- Directed by: Danielle Arbid
- Written by: Danielle Arbid
- Produced by: Omar El Kadi; Nadia Turincev; George Schoucair;
- Starring: Hiam Abbass; Amine Benrachid;
- Cinematography: Céline Bozon
- Edited by: Clément Pinteaux
- Music by: Bachar Mar-Khalifé
- Production companies: Easy Riders Films; Abbout Productions; Rise Studio; Arab Radio and Television Network; Les Films Pelléas; Reborn Studio; Doha Film Institute; CNC;
- Distributed by: JHR Films
- Release date: 12 February 2026 (Berlinale);
- Countries: France; Lebanon; Qatar;

= Only Rebels Win =

2026 drama film

Only Rebels Win is a 2026 drama film written and directed by Danielle Arbid.

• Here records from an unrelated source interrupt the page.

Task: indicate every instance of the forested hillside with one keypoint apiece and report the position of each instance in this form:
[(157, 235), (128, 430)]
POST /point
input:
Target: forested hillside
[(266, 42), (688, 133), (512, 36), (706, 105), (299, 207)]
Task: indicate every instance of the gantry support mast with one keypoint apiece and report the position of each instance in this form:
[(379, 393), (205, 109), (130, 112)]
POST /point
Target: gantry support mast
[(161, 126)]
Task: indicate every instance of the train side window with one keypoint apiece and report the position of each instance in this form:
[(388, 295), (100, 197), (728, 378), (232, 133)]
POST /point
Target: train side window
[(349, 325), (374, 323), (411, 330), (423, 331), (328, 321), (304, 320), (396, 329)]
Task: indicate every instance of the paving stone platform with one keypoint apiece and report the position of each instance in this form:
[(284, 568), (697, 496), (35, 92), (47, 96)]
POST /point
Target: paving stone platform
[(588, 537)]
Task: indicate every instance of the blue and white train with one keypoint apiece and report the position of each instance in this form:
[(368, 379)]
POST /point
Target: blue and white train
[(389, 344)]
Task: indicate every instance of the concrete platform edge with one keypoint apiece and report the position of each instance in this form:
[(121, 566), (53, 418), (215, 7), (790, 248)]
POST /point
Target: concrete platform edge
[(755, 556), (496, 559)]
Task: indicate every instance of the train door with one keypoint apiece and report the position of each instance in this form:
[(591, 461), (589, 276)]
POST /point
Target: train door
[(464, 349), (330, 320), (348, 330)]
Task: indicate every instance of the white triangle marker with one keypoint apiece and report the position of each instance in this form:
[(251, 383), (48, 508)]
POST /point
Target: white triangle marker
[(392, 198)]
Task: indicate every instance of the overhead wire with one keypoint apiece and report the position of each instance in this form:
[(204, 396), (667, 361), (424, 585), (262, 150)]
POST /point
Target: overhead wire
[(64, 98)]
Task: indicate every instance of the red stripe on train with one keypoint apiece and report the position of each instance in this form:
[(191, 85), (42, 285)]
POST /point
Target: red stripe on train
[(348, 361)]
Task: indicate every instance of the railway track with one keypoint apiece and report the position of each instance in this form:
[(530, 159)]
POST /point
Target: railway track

It stars Hiam Abbass, Amine Benrachid, Shaden Fakih, Charbel Kamel, Rubis Ramadan and Alexandre Paulikevitch.

The film had its world premiere at the Panorama section of the 76th Berlin International Film Festival on 12 February 2026.

==Premise==
In Beirut, a widow falls for a young man searching for a better future.

==Cast==
- Hiam Abbass as Suzanne
- Amine Benrachid as Osmane
- Shaden Fakih
- Charbel Kamel
- Rubis Ramadan
- Alexandre Paulikevitch

==Production==
In December 2023, it was announced Hiam Abbass and Amine Benrachid had joined the cast of the film, with Danielle Arbid directing from a screenplay she wrote.

Principal photography began in January 2025 at Montjoie Studios in France.

==Release==
It had its world premiere at the 76th Berlin International Film Festival on 12 February 2026 in the Panorama section.